Des images ont été prises, elles ont circulé sur les réseaux sociaux. Nous avons entendu, nous avons vu, nous avons lu, nous avons été choqués, et nous avons tourné la page – un peu trop vite, je dirais. En fait, avant de tourner la page, il faut l’avoir lue, bien lue ? Nous sommes habitués à des scènes d’horreur et nous avons appris à aller au chapitre suivant très vite. Réflexe de survie ? Apparemment ! En effet, une longue proximité émotionnelle et mentale avec la souffrance des autres, peut être fatale à notre santé. Et puis, on a vu pire ! Mais, ceci ne suffit pas comme arguments. Il faut avoir le courage de lire la page, et de la relire si nécessaire, avant de la tourner. Ignorer le mal, c’est lui laisser libre cours au mieux, et le renforcer au pire.  Ne pas l’ignorer, c’est peut-être risqué, mais c’est plus humain.

 

Ce qui arrive ne doit pas arriver ; de tels désastres peuvent être évités, mais uniquement si nous avons le courage d’en analyser les causes et d’en chercher les solutions. En effet, un vice ignoré et un vice encouragé et demain, il peut frapper plus près de nous, ou peut-être chez nous. Ces hommes et femmes inconnues sont nos compatriotes, après tout.  Nous pouvons ne pas les connaitre, mais pour certains, ils étaient leurs amis ou membres de leurs familles. Certains parmi eux avaient des épouses et des enfants. S’ils nous sont inconnus, ils ne le sont pas pour tous. Et puis, nous louons des maisons, et rien ne nous garantit qu’elles soient exemptes des tricheries comme celles qui ont causé la mort d’innocents citoyens. Nous avons intérêt à ce que de telles pratiques cessent ; il en va de notre propre sécurité.

 

Certains me diront que c’est inutile et évoqueront la volonté de Dieu ou la méchanceté de la nature pour couper court à toute discussion.
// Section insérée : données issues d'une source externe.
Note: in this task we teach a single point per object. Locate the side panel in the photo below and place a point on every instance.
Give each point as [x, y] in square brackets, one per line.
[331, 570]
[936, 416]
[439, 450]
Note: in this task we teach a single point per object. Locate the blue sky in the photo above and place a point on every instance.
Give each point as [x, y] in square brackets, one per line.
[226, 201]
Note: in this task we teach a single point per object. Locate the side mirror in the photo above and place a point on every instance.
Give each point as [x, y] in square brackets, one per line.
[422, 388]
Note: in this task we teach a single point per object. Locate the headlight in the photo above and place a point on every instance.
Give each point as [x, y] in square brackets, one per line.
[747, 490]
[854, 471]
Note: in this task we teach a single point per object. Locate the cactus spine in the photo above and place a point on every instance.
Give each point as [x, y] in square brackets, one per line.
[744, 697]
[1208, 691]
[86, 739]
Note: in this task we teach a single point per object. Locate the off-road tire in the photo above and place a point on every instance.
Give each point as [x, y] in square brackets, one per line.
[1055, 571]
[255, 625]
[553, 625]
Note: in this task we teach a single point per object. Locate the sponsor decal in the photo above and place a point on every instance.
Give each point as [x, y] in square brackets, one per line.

Mais, cela ne me convainc pas. Un tel argument n’est pas suffisant pour apaiser ma colère, ma tristesse et mon désir de voir mon peuple mieux vivre. Nous sommes supposés contrôler la nature et non vivre à sa merci. Et ce Dieu à qui nous faisons porter tous les maux du monde a un jour déclaré qu’Il est amour ! Ayons le courage de reconnaître notre responsabilité dans l’œuvre de préserver la vie ; et l’humilité de reconnaître notre défaillance dans le cas d’espèce. Réfléchissons, corrigeons nos façons de faire et vivons mieux. C’est pourquoi nous avons un cerveau. Un bâtiment de trois étages, c’est fait pour servir pendant plusieurs dizaines d’années. Si ces pauvres ouvriers avaient survécu, les locataires du bâtiment allaient périr un jour – et ils auraient pu être toi ou moi. Et puis, si le mal n’est pas extirpé, il va assurément frapper encore une fois et personne ne peut dire avec précision qui vont être ses prochaines cibles. Ton prochain chantier n’est pas en dehors du périmètre de frappe ; il peut être l’hécatombe qui va suivre.

 

Place au plongeon, maintenant ! Cet accident ne me semble pas être juste un accident. Quelque part, il y a eu une défaillance morale, invisible aux victimes (probablement) mais très dangereuse pour eux est passée inaperçue. Quelque part, quelqu’un a été malhonnête, quelqu’un a triché. C’est, peut-être le fabricant du ciment qui a triché, ou alors c’est la faute du fabricant des fers à béton ! Les normes existent, et elles existent pour une raison. Un industriel honnête, qui aime l’humanité plus que l’argent, ne devrait pas tricher au niveau des normes car, cela a des conséquences dramatiques ! Et si la tricherie a été opérée au niveau de la qualité de ces matériaux de construction, nous avons un service chargé d’en surveiller le respect. C’est un service qui est là pour notre sécurité, et qui fonctionne grâce aux efforts du peuple – dont les disparus faisaient partie. A-t-on bien fait le contrôle ?

 

Est-ce une erreur de leur part ou un acte volontaire ? N’ont-ils rien remarqué d’anormal ou ont-ils sacrifié les utilisateurs de ces matériaux pour empocher quelques millions de … ? Vous voyez, je n’insinue rien, je me pose des questions. J’espère que les enquêtes nous ferons savoir ce qui a emporté les vies de nos concitoyens. La tricherie existe, et elle est dangereuse ; plus dangereuse que nous le croyons. C’est pourquoi nous affirmons sans hésitations que sans valeurs morales collectivement embrassées par le peuple et les décideurs, nous courons de gros risques. Sans valeurs, la société devient une jungle dangereuse, et tout le monde est en danger.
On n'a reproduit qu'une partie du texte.